La puissance de calcul des machines quantiques modernes est relativement faible et il n'est pas facile de l'augmenter. Des physiciens autrichiens ont présenté une nouvelle architecture pour un ordinateur quantique universel qui surmonte les limitations existantes et peut devenir la base d'une nouvelle génération d'ordinateurs quantiques.
Les bits quantiques, ou qubits, remplissent deux fonctions en même temps : ils agissent comme une unité de calcul et une mémoire. Comme l'information quantique ne peut pas être copiée, elle ne peut pas être stockée en mémoire, comme dans un ordinateur classique. En raison de cette limitation, tous les qubits doivent pouvoir interagir les uns avec les autres. Cette exigence freine l'émergence de puissantes machines quantiques.
En 2015, le physicien théoricien Wolfgang Lechner, en collaboration avec Philipp Hauke et Peter Zoller, a proposé une nouvelle architecture pour les ordinateurs quantiques, qui a été nommée "l'architecture LHZ" d'après eux. Il a été conçu pour optimiser ces machines informatiques. Les qubits physiques dans cette architecture ne représentent pas des bits individuels, mais encodent leur accord relatif. Cela signifie que tous les qubits n'ont plus besoin d'interagir les uns avec les autres, a expliqué Lechner.

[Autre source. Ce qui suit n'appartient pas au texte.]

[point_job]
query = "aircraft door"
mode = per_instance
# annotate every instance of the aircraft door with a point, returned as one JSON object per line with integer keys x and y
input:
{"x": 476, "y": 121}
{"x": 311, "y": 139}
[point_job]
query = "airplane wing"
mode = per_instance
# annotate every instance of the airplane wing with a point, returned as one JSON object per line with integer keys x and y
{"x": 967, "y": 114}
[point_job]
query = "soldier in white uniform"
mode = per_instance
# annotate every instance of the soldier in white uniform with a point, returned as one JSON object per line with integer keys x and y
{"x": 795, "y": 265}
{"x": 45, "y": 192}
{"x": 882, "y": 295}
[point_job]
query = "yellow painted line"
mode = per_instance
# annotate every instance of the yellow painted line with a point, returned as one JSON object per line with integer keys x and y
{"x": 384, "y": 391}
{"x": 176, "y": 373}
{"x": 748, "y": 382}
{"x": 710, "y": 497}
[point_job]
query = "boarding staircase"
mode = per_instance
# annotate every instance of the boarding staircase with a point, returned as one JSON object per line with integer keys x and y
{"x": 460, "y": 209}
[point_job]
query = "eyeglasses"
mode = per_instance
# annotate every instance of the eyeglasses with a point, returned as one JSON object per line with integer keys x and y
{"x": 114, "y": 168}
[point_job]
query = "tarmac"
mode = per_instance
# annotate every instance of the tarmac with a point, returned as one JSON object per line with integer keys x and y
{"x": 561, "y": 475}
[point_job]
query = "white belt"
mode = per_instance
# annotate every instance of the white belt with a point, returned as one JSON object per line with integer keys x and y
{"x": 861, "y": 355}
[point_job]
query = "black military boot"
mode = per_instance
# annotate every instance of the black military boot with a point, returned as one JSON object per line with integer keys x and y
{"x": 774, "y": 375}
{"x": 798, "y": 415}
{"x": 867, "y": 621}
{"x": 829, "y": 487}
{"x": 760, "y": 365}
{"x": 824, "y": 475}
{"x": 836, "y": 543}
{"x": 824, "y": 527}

Avec son équipe, il a montré que ce concept de parité s'applique également à l'ordinateur quantique universel.
"Les ordinateurs quantiques existants fonctionnent déjà très bien avec de telles opérations à petite échelle", a déclaré Michael Felner, l'un des chercheurs. "Cependant, à mesure que le nombre de qubits augmente, il devient de plus en plus difficile de mettre en œuvre de telles opérations logiques."
Dans deux publications, des scientifiques autrichiens ont montré que la nouvelle architecture permet, par exemple, d'effectuer des transformées de Fourier quantiques - un élément fondamental de nombreux algorithmes quantiques - beaucoup plus rapidement. "Le haut parallélisme de notre architecture signifie que, par exemple, l'algorithme bien connu de Shor pour la factorisation peut être exécuté de manière extrêmement efficace", a déclaré Felner.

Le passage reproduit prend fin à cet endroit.